* [PATCH] Unicode general categories
@ 2009-12-24 5:46 Julian Graham
2009-12-24 7:08 ` Mike Gran
0 siblings, 1 reply; 4+ messages in thread
From: Julian Graham @ 2009-12-24 5:46 UTC (permalink / raw)
To: guile-devel
[-- Attachment #1: Type: text/plain, Size: 433 bytes --]
Hi all,
Find attached a patch that adds support for finding out the Unicode
general category [0] for a character, including documentation and unit
tests. The API is pretty much the same as the one described in R6RS
Standard Libraries 1.1 [1]. I'll push if no one objects.
Regards,
Julian
[0] - http://www.unicode.org/versions/Unicode5.2.0/ch04.pdf
[1] - http://www.r6rs.org/final/html/r6rs-lib/r6rs-lib-Z-H-2.html#node_sec_1.1
[-- Attachment #2: 0001-Support-for-Unicode-general-categories.patch --]

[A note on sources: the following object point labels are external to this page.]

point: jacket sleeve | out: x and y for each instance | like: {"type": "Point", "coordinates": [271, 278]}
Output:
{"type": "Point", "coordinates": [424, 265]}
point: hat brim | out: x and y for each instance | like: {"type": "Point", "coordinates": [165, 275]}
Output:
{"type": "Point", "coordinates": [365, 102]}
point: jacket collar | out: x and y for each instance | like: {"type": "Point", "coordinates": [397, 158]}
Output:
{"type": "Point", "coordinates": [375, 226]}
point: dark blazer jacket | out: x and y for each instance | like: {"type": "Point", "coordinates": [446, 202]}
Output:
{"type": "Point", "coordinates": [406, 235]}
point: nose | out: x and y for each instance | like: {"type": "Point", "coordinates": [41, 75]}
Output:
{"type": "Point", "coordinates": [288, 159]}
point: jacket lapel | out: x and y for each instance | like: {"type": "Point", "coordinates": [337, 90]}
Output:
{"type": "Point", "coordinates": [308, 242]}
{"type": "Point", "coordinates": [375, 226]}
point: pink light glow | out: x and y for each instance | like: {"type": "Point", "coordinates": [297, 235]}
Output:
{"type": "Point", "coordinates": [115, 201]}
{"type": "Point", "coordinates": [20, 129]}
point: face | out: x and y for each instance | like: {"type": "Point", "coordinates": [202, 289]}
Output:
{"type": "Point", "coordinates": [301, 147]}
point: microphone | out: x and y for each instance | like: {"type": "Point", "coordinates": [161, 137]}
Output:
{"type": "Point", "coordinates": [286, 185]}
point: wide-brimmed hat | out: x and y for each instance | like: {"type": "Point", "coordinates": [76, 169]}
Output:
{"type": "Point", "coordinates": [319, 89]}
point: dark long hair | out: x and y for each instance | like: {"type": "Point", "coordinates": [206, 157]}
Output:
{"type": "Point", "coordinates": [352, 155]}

[-- Type: text/x-diff, Size: 4804 bytes --]
From f8fef903d535fa9ceb2677ab0c7dacc7692ea0f3 Mon Sep 17 00:00:00 2001
From: Julian Graham <julian.graham@aya.yale.edu>
Date: Thu, 24 Dec 2009 00:25:19 -0500
Subject: [PATCH] Support for Unicode general categories
* libguile/chars.c, libguile/chars.h (scm_char_general_category): New function.
* test-suite/tests/chars.test: Unit tests for `char-general-category'.
* doc/ref/api-data.texi (Characters): Documentation for
`char-general-category'.
---
doc/ref/api-data.texi | 91 +++++++++++++++++++++++++++++++++++++++++++
libguile/chars.c | 20 +++++++++
libguile/chars.h | 1 +
test-suite/tests/chars.test | 7 +++-
4 files changed, 118 insertions(+), 1 deletions(-)
diff --git a/doc/ref/api-data.texi b/doc/ref/api-data.texi
index 6721b12..df5db48 100755
--- a/doc/ref/api-data.texi
+++ b/doc/ref/api-data.texi
@@ -1875,6 +1875,97 @@ Return @code{#t} iff @var{chr} is either uppercase or lowercase, else
@code{#f}.
@end deffn
+@deffn {Scheme Procedure} char-general-category chr
+@deffnx {C Function} scm_char_general_category (chr)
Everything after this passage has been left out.